Kabul has time and again insisted that the Afghan reconciliation process must be “Afghan-led and Afghan-owned,”. Afghanistan has cautiously welcomed efforts that may help initiate a genuine peace process involving the Taliban and that bring stability to the war-suffered nation.
In February 2018, when President Mohammad Ashraf Ghani announced a roadmap for peace, including a bold offer to recognize the Taliban as a political party in return for peace during the second Kabul Process Meeting, further political dialogues were held in Mecca, Tashkent, Jakarta, and elsewhere to support the Afghan government’s peace efforts.
These efforts indicate Afghanistan’s realization of the importance of creating an international consensus on peace-making in the country and bringing the Taliban into the political fold. However, parallel processes that seek different outcomes for short-term gains can be counter productive.
Moscow’s recent efforts can be useful when are well defined and are held in close coordination with Afghanistan and the United States and its allies. Engaging with the Taliban for humanitarian causes and the initiating of a peace process is inevitable. Nonetheless, contacts that can embolden and disincentive the group to come the negotiating table goes against the stabilization needs of Afghanistan and would further deteriorate the situation on the ground.

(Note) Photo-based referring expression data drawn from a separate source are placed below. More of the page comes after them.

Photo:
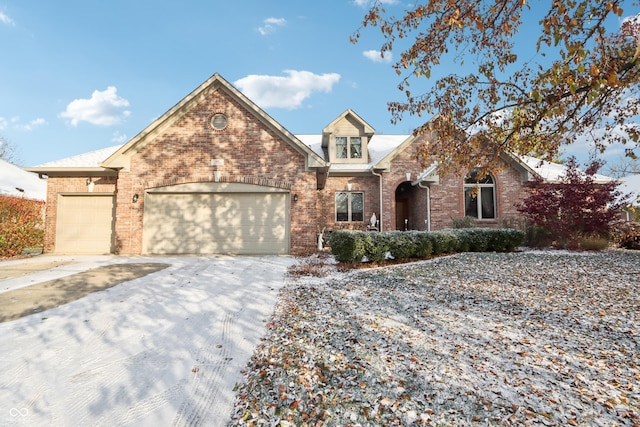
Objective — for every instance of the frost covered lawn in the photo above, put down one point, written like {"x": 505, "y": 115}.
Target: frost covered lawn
{"x": 531, "y": 338}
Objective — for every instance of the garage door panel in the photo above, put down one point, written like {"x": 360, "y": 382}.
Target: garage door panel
{"x": 84, "y": 224}
{"x": 240, "y": 223}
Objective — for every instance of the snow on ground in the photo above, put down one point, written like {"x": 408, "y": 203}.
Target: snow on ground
{"x": 164, "y": 349}
{"x": 533, "y": 338}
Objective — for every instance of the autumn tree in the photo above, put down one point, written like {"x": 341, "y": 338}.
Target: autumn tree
{"x": 577, "y": 207}
{"x": 576, "y": 75}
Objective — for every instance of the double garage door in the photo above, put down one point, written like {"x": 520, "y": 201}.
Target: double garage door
{"x": 184, "y": 219}
{"x": 216, "y": 218}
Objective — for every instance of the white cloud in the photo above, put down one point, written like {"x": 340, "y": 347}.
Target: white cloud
{"x": 32, "y": 124}
{"x": 119, "y": 138}
{"x": 285, "y": 92}
{"x": 271, "y": 24}
{"x": 104, "y": 108}
{"x": 4, "y": 19}
{"x": 375, "y": 56}
{"x": 368, "y": 3}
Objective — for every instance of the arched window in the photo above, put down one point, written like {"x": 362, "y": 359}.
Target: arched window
{"x": 479, "y": 196}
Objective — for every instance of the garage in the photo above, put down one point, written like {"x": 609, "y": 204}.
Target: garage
{"x": 84, "y": 223}
{"x": 216, "y": 218}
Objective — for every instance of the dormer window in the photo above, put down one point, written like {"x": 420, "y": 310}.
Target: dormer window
{"x": 348, "y": 147}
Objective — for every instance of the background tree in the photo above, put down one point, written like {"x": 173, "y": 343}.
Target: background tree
{"x": 623, "y": 166}
{"x": 576, "y": 208}
{"x": 577, "y": 81}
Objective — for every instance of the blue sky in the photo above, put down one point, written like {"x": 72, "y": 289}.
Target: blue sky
{"x": 81, "y": 75}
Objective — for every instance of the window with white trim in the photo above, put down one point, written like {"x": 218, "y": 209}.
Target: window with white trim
{"x": 479, "y": 196}
{"x": 348, "y": 147}
{"x": 349, "y": 206}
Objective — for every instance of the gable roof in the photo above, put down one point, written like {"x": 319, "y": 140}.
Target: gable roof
{"x": 121, "y": 158}
{"x": 367, "y": 129}
{"x": 81, "y": 165}
{"x": 380, "y": 147}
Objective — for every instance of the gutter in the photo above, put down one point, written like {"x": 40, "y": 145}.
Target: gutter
{"x": 379, "y": 175}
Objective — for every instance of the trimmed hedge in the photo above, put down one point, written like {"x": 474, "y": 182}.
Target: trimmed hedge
{"x": 358, "y": 246}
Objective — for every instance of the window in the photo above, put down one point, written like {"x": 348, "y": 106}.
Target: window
{"x": 218, "y": 121}
{"x": 348, "y": 147}
{"x": 349, "y": 206}
{"x": 479, "y": 196}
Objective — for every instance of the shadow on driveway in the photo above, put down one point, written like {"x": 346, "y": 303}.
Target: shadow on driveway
{"x": 54, "y": 293}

Recent peace-making efforts must meet Afghanistan’s needs, which include initiating negotiations, achieving a political solution, and ultimately peace, and then maintaining that peace. This entails encouraging the Taliban to the negotiating table without undermining the Afghan government’s legitimacy.

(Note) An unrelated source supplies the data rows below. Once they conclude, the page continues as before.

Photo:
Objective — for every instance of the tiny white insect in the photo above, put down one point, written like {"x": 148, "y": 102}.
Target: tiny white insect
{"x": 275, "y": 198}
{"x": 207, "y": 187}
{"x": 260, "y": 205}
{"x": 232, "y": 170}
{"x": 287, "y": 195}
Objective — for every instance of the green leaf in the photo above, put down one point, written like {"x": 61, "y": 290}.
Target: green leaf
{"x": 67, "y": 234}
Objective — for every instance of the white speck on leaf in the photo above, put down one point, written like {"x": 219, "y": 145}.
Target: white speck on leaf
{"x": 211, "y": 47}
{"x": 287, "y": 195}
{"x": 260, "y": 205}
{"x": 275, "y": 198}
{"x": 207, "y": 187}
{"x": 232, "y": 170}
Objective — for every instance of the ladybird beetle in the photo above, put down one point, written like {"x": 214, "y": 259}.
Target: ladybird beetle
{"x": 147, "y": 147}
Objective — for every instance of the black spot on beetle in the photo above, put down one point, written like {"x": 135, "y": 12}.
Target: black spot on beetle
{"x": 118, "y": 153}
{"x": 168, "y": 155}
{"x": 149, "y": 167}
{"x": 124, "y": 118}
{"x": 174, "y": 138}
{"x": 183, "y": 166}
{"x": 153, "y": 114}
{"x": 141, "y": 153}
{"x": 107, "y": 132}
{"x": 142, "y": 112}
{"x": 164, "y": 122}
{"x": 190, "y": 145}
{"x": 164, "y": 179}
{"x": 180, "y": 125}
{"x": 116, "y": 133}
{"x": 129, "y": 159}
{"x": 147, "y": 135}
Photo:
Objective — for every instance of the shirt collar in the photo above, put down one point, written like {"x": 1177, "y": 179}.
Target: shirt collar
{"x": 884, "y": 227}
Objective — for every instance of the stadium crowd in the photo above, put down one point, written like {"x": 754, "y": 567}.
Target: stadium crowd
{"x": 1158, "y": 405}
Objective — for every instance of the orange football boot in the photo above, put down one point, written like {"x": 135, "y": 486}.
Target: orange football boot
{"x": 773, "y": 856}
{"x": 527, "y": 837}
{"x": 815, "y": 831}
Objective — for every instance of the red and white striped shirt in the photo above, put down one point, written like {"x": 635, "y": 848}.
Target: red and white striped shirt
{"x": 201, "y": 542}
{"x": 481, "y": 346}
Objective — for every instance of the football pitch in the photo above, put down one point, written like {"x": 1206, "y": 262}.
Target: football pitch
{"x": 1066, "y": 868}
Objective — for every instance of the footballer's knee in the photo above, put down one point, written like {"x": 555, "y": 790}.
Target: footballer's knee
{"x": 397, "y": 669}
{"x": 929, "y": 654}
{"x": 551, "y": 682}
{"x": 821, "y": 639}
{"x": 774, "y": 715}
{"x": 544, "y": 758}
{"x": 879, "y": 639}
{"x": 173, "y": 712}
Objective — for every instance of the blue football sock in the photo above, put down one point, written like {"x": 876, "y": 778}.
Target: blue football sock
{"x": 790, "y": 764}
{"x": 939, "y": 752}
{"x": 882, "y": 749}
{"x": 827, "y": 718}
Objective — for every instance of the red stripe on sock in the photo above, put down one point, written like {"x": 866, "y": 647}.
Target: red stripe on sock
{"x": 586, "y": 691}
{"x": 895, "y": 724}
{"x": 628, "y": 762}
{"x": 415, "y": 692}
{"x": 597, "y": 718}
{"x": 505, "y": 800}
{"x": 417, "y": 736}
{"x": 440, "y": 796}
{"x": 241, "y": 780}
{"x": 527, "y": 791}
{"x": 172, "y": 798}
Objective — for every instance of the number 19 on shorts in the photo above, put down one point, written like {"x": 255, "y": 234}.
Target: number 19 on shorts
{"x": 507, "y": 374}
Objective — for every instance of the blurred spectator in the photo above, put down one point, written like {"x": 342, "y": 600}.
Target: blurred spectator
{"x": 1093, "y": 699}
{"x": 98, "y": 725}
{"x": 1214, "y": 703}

Terrorism remains the biggest “collective” challenge in the region and as a frontline state, Afghanistan bears the bulk of the burden in the fight against terrorism and extremism. 
Achieving sustainable peace in Afghanistan is complicated, which needs national, regional and global consensus coupled with pushing Taliban for talks or defeating them, in the battlefield and employing a sustainable working multi-dimensional foreign policy.